OMB Watch, a fierce FOI advocacy group, says EPA has been working hard — and often successfully — to push hitherto restricted data out to the public.
After a decade of growing restrictions on EPA data — could it be true?
"The Obama administration has made government transparency a high priority in its early months," OMB Watch wrote, "and of all the federal agencies, the U.S. Environmental Protection Agency (EPA) appears to be making the quickest progress in turning rhetoric into action. Across a range of issues, the EPA is taking proactive steps to improve transparency, collecting and releasing to the public important environmental data needed to protect the environment and public health."
OMB Watch pointed out that EPA is actively publishing such information on its own initiative, in contrast to other agencies, some of whom still publish data in response to FOIA requests and lawsuits.

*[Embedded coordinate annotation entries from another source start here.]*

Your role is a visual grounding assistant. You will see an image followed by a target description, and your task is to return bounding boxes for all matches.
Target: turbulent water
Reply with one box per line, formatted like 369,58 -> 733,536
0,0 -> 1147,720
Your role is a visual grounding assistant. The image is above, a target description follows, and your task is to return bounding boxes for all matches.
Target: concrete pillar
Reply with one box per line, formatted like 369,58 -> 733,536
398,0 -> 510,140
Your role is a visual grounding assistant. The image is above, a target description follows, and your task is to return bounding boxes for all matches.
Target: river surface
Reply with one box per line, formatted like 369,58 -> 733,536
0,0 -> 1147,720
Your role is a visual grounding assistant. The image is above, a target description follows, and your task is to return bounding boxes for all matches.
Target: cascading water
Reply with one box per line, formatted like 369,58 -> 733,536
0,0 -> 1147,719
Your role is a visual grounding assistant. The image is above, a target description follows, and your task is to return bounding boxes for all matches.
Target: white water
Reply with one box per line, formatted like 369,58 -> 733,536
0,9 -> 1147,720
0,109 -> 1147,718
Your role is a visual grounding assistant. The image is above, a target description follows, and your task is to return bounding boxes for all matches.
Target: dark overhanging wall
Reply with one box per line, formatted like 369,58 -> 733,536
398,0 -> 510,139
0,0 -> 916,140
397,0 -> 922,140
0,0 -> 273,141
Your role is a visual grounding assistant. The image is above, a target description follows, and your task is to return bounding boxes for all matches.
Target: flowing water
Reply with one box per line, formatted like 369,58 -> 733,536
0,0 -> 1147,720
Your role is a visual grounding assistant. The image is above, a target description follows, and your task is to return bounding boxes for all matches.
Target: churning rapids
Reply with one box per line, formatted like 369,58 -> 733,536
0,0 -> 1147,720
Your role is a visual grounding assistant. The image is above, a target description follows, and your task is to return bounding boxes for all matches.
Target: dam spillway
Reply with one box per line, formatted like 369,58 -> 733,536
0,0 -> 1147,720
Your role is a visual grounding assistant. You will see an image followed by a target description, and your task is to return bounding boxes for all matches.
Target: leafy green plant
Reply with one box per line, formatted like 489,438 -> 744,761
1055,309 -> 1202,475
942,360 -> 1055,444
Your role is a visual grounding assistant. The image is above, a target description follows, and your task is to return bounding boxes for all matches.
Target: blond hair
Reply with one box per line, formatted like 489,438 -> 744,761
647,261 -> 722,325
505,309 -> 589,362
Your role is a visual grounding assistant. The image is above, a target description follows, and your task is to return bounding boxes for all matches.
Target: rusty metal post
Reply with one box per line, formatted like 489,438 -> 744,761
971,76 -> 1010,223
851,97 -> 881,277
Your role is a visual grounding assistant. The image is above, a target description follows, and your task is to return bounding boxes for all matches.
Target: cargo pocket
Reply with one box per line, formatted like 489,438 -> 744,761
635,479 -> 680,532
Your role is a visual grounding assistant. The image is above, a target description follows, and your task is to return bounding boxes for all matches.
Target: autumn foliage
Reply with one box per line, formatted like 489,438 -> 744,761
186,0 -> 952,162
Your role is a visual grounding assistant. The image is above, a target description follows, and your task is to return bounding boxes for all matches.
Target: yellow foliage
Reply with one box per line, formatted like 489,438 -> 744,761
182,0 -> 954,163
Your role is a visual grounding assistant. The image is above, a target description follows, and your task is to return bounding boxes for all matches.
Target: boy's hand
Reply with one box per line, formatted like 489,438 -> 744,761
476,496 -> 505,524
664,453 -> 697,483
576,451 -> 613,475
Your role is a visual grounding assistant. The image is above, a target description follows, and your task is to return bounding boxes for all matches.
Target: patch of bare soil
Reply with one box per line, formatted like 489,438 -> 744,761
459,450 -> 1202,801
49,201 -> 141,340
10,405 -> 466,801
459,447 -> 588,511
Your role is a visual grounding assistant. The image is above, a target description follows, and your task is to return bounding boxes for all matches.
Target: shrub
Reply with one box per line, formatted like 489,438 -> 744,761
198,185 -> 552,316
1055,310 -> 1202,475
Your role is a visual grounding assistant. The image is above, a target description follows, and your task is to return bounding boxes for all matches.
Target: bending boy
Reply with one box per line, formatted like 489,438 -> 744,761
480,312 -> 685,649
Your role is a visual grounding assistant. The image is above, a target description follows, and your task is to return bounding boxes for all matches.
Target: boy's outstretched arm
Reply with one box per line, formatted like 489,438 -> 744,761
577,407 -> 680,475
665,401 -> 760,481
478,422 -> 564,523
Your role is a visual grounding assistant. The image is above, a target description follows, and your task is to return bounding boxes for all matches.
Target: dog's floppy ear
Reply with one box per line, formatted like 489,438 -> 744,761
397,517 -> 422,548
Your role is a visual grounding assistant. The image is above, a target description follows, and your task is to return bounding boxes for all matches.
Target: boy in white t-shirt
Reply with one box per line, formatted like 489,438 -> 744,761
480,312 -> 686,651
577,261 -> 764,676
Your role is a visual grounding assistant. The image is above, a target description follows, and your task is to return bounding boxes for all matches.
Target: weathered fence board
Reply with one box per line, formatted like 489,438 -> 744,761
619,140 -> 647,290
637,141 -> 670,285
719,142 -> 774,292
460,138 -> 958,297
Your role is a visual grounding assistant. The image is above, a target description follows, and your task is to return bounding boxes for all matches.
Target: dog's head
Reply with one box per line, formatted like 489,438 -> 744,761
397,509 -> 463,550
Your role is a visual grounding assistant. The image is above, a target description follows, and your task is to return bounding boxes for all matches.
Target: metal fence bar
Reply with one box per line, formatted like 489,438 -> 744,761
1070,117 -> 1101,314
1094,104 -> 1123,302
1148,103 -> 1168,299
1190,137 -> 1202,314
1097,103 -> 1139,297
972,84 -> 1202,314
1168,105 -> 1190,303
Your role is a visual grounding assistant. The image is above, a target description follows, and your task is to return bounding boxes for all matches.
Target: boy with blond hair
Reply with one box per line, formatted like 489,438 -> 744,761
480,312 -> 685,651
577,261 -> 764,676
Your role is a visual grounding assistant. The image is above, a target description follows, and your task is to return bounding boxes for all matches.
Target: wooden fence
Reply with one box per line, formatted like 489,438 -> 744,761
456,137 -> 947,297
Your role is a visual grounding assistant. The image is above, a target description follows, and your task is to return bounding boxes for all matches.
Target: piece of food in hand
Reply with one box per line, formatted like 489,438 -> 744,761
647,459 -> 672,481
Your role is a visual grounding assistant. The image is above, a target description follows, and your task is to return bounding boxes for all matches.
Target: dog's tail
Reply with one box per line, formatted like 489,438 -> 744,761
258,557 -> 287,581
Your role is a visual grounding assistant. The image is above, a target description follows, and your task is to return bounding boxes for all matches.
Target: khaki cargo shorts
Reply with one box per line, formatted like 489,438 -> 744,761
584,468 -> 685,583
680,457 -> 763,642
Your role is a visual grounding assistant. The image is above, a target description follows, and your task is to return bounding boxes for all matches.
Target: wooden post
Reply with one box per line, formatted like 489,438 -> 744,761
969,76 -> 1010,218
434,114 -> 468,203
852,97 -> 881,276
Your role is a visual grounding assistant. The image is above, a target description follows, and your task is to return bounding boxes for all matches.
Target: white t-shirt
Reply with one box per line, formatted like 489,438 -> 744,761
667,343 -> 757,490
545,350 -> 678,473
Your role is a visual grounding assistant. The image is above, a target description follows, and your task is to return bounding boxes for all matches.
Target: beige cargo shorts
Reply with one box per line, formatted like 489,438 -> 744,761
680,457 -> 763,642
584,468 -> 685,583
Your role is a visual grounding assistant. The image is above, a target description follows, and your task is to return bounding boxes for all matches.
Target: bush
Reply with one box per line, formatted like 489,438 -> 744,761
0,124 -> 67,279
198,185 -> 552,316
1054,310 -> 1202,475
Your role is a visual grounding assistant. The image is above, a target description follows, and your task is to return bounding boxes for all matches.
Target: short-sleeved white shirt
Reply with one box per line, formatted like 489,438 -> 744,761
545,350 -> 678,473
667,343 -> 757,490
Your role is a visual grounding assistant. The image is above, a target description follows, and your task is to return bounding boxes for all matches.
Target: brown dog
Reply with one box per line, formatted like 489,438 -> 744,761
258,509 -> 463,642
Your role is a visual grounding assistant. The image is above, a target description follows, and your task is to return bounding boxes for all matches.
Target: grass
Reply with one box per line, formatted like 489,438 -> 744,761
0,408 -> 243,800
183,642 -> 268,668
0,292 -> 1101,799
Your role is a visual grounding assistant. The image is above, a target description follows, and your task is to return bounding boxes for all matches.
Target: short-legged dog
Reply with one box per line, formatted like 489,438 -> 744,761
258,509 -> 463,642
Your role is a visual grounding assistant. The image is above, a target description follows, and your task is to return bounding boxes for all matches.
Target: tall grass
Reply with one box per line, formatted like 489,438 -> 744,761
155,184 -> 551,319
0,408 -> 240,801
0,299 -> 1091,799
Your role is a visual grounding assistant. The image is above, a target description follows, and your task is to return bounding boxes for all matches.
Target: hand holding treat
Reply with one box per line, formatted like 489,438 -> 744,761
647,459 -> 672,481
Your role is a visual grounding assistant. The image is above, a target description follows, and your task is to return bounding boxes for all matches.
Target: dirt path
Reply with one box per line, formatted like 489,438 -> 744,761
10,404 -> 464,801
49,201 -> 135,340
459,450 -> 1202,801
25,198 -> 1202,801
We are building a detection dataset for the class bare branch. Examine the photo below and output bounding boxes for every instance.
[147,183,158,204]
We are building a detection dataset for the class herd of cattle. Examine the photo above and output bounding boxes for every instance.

Examples cited by OMB Watch include the earliest-ever release of TRI data (for year 2008), monitoring data on atrazine in water, monitoring data on air pollution near schools, and an extensive suite of information about coal-ash disposal and its possible risks.
The group also said that EPA did a good job publishing data about some $7 billion in stimulus spending.
"Overall, the recent actions are a welcome change in openness from EPA," OMB Watch said. But the transparent "fishbowl" declared by EPA Administrator Lisa P. Jackson in an April 24, 2009, memo may still be a bit cloudy. "It is not clear that these disparate actions comprise a coherent, uniform policy for public disclosure of environmental information," OMB Watch wrote.
- "EPA Pushing Data Out to the Public," OMB Watcher, OMB Watch, September 15, 2009.